ESPE Abstracts

Introduction: PTEN hamartoma tumor syndrome (PHTS) is a rare genetic disorder caused by germline mutations in the tumor suppressor gene Phosphatase and tensin homologue (PTEN), a negative regulator of the phosphoinositide-3 kinase (PI3K)/AKT/ mechanistic target of rapamycin (mTOR) pathway. Children with PHTS frequently develop adipose tissue overgrowth, so called lipomas that can lead to loss of organ function due to displacing lipoma growth. Currently, except for surgical resection, no systemic therapy exists. We aimed to establish an ex vivo, Pten deficient lipoma slice culture model as a platform to study and compare the efficiency of different PI3K inhibitors to counteract proliferation and lipid accumulation.

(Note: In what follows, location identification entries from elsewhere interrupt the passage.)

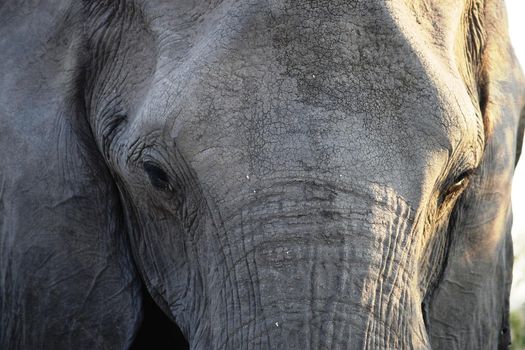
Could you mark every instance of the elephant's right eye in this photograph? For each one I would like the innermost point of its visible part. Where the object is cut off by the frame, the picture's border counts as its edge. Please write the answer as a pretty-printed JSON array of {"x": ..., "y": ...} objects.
[{"x": 157, "y": 176}]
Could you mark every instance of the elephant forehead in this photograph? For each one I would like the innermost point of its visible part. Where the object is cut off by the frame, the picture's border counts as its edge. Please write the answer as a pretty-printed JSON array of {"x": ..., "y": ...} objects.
[{"x": 255, "y": 88}]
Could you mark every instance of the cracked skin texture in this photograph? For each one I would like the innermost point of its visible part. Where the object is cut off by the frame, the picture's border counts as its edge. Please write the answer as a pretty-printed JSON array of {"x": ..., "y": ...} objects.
[{"x": 255, "y": 174}]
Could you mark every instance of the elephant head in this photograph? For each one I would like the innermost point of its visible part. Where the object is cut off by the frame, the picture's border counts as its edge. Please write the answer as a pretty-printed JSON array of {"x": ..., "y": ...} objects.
[{"x": 277, "y": 174}]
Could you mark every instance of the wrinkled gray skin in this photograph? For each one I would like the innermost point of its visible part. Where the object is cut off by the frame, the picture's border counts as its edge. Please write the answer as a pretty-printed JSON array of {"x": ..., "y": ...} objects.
[{"x": 276, "y": 174}]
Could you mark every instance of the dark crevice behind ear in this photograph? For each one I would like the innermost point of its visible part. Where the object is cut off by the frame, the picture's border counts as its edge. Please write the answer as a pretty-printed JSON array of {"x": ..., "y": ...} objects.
[{"x": 157, "y": 331}]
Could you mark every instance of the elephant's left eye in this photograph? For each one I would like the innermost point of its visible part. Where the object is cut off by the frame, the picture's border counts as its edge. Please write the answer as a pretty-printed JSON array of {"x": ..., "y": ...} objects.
[
  {"x": 157, "y": 176},
  {"x": 456, "y": 188}
]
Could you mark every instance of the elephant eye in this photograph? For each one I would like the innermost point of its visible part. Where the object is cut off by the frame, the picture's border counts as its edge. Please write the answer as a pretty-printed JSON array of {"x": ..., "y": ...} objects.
[
  {"x": 459, "y": 184},
  {"x": 157, "y": 176}
]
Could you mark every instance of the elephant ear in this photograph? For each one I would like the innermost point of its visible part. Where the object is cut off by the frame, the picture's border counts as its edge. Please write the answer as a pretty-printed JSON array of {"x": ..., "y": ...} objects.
[
  {"x": 66, "y": 278},
  {"x": 469, "y": 309}
]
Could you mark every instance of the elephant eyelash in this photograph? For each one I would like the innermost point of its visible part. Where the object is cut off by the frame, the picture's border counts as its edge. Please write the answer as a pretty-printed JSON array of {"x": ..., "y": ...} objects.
[
  {"x": 457, "y": 187},
  {"x": 157, "y": 176}
]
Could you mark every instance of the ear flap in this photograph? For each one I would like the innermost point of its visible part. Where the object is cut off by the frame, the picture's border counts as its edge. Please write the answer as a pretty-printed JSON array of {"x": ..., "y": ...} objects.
[
  {"x": 67, "y": 280},
  {"x": 469, "y": 309}
]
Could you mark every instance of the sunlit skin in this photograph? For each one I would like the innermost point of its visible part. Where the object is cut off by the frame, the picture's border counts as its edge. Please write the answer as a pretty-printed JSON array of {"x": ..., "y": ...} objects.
[{"x": 247, "y": 174}]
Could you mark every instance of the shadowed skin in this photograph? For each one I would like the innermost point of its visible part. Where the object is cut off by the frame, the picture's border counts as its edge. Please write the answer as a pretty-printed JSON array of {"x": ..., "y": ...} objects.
[{"x": 262, "y": 174}]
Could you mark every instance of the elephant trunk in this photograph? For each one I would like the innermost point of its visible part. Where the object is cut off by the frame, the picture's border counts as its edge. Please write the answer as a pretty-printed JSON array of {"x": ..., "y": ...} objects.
[{"x": 312, "y": 266}]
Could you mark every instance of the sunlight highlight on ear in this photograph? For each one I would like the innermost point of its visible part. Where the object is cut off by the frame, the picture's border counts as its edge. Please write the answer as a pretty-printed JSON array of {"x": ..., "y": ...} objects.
[{"x": 515, "y": 10}]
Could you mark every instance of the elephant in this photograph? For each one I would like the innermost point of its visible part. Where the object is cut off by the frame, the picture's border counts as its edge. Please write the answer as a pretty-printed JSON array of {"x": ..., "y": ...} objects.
[{"x": 257, "y": 174}]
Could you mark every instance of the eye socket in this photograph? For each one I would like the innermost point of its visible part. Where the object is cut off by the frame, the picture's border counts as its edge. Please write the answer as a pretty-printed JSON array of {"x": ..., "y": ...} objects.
[
  {"x": 459, "y": 184},
  {"x": 157, "y": 176}
]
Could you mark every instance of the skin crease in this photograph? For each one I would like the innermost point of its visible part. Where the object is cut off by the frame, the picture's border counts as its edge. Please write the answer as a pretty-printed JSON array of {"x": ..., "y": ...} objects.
[{"x": 267, "y": 174}]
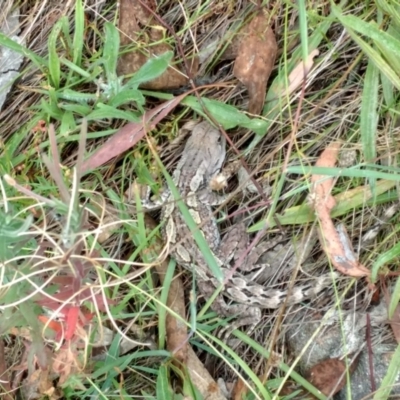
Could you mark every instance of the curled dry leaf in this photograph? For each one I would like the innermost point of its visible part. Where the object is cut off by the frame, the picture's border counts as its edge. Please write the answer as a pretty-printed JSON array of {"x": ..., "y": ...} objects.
[
  {"x": 335, "y": 242},
  {"x": 329, "y": 376},
  {"x": 298, "y": 74},
  {"x": 204, "y": 382},
  {"x": 255, "y": 59},
  {"x": 132, "y": 16}
]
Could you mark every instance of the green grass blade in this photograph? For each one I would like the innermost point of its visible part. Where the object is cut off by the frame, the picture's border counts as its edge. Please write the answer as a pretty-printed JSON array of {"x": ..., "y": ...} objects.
[
  {"x": 162, "y": 387},
  {"x": 54, "y": 61},
  {"x": 392, "y": 9},
  {"x": 78, "y": 33},
  {"x": 40, "y": 62},
  {"x": 390, "y": 378},
  {"x": 383, "y": 259},
  {"x": 303, "y": 29},
  {"x": 380, "y": 37},
  {"x": 394, "y": 301},
  {"x": 369, "y": 115},
  {"x": 110, "y": 51}
]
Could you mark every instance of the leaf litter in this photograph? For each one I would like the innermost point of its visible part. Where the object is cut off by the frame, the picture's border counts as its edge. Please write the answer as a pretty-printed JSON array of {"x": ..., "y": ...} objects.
[{"x": 340, "y": 251}]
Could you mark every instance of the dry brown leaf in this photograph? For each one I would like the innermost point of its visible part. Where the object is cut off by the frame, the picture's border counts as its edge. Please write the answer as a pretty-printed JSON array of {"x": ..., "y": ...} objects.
[
  {"x": 255, "y": 59},
  {"x": 38, "y": 385},
  {"x": 394, "y": 322},
  {"x": 329, "y": 376},
  {"x": 204, "y": 382},
  {"x": 132, "y": 16},
  {"x": 66, "y": 362},
  {"x": 335, "y": 242},
  {"x": 298, "y": 74}
]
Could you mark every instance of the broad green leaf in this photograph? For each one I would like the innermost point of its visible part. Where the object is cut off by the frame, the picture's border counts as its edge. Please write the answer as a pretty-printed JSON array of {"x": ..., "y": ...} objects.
[
  {"x": 373, "y": 54},
  {"x": 73, "y": 95},
  {"x": 126, "y": 96},
  {"x": 228, "y": 116},
  {"x": 151, "y": 69},
  {"x": 75, "y": 68},
  {"x": 388, "y": 45},
  {"x": 80, "y": 109},
  {"x": 68, "y": 123},
  {"x": 345, "y": 202},
  {"x": 40, "y": 62},
  {"x": 105, "y": 111}
]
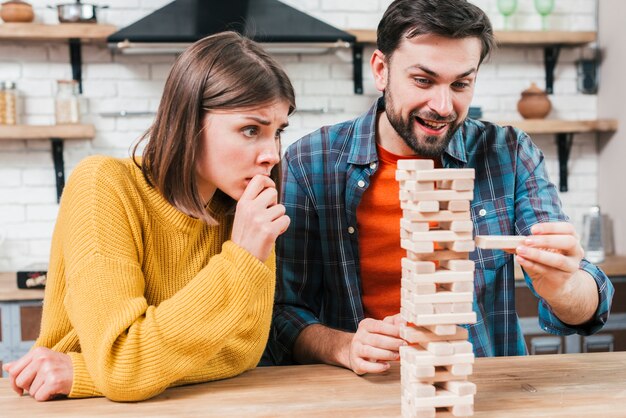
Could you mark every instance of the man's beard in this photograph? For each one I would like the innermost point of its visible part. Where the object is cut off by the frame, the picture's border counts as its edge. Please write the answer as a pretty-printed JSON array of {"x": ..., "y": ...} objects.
[{"x": 431, "y": 146}]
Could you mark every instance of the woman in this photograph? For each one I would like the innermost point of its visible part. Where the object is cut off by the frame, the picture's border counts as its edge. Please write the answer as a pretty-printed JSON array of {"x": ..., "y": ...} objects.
[{"x": 162, "y": 268}]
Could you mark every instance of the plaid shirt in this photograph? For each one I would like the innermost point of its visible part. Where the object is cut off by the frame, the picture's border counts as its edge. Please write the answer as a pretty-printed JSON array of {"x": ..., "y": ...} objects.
[{"x": 325, "y": 174}]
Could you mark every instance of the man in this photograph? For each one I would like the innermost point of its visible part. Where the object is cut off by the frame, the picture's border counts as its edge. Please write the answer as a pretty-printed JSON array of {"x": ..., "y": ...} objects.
[{"x": 338, "y": 290}]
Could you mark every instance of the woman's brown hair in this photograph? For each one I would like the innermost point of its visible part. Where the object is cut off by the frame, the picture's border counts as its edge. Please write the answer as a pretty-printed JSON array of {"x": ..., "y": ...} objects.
[{"x": 222, "y": 71}]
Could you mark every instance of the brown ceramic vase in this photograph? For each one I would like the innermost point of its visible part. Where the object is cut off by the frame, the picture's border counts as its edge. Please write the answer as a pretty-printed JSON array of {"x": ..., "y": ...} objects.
[{"x": 16, "y": 11}]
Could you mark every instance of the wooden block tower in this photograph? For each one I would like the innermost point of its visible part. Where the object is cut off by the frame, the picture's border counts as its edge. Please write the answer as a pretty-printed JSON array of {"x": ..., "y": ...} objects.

Methods: Lipoma tissue and control epigonadal white adipose tissue (WAT) from mice with conditional Pten and retinoblastoma (Rb) knockout was cultivated on air-liquid interface membranes. After 72 hours of treatment slices were fixed, H&E stained and analyzed using automatic image analysis or frozen for measurement of gene expression and determination of PI3K pathway activation via Western blotting.

Results: We found excellent tissue preservation and no impairment of cell viability after 72h of slice culture. After treatment with the pan-PI3K inhibitor wortmannin we detected a decrease of adipocyte size in both lipoma and control WAT slices. Interestingly, the PIK3CA-specific inhibitor alpelisib showed opposite effects in lipoma and control tissue, with bigger adipocytes in lipoma, and smaller ones in epigonadal WAT. The proliferation marker Pcna was significantly downregulated both in wortmannin- and alpelisib-treated lipoma tissue (wortmannin: by 0.23fold, P=0.02, n=8, alpelisib: by 0.51fold, P=0.0001, n=8). In contrast to wortmannin, alpelisib incubation lead to a significant downregulation of fibrosis marker Tgfβ (by 0.59fold, P=0.0004, n=6). The adipogenic transcription factor Pparγ was downregulated in lipoma, but not in control adipose tissue after alpelisib incubation, but not after incubation with wortmannin, indicating a differential effect on adipocyte differentiation. Interestingly, we observed a significant upregulation of glucose transporter Glut1 after treatment with alpelisib (5.39fold, P= 0.0043, n=7), and wortmannin (0.72fold, P=0.046, n=7). On the protein level, we detected a decrease of AKT phosphorylation after wortmannin and alpelisib treatment. We did not see consistent differences between lipoma and control slices regarding the effect of inhibitors on AKT pathway activation.

Conclusion: We established an ex vivo model for the investigation of inhibitor efficacy against lipoma development. Incubation with PI3K pathway inhibitors did affect adipocyte size, gene expression and PI3K pathway activation both in lipoma and control tissue.